# Arizona Legalities....



## Oscar5001 (Sep 22, 2005)

.....as far as receiving and keeping snapping turtles. I know when I was in CA both keeping and receiving them was illegal but so is everything else in CA. Can't find this info anywhere.......not that it will stop me, but I am curious.


----------



## Mettle (Dec 29, 2003)

I did a quick look around the net and couldn't personally find anything.


----------



## Oscar5001 (Sep 22, 2005)

I can't find anything either. I'm going to assume they are legal since everything is legal here.


----------



## Mettle (Dec 29, 2003)

Do you have a state wildlife department? Give them a call.


----------



## smokinbubbles (Mar 25, 2005)

yes the are illegal in AZ. http://www.azgfd.gov/pdfs/h_f/herp_regs.pdf . i actually just rescued a 10lb one last friday off a busy highway here in the great state of georgia.


----------



## Oscar5001 (Sep 22, 2005)

smokinbubbles said:


> yes the are illegal in AZ. http://www.azgfd.gov/pdfs/h_f/herp_regs.pdf . i actually just rescued a 10lb one last friday off a busy highway here in the great state of georgia.


Hey thanks man. I e-mailed fish & Game and didn't get a response.
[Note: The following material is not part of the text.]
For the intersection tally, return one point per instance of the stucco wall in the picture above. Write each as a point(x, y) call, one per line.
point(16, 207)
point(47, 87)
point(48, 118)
Bubbles - can you find me a small one and ship it to me?


----------



## smokinbubbles (Mar 25, 2005)

Oscar5001 said:


> yes the are illegal in AZ. http://www.azgfd.gov/pdfs/h_f/herp_regs.pdf . i actually just rescued a 10lb one last friday off a busy highway here in the great state of georgia.


Hey thanks man. I e-mailed fish & Game and didn't get a response. Bubbles - can you find me a small one and ship it to me?








[/quote]

ah sorry man i don't dabble in shipping.


----------



## Oscar5001 (Sep 22, 2005)

Ah it's cool....I personally would be hesitant to ship something like that unless I knew exactly what I was doing.


----------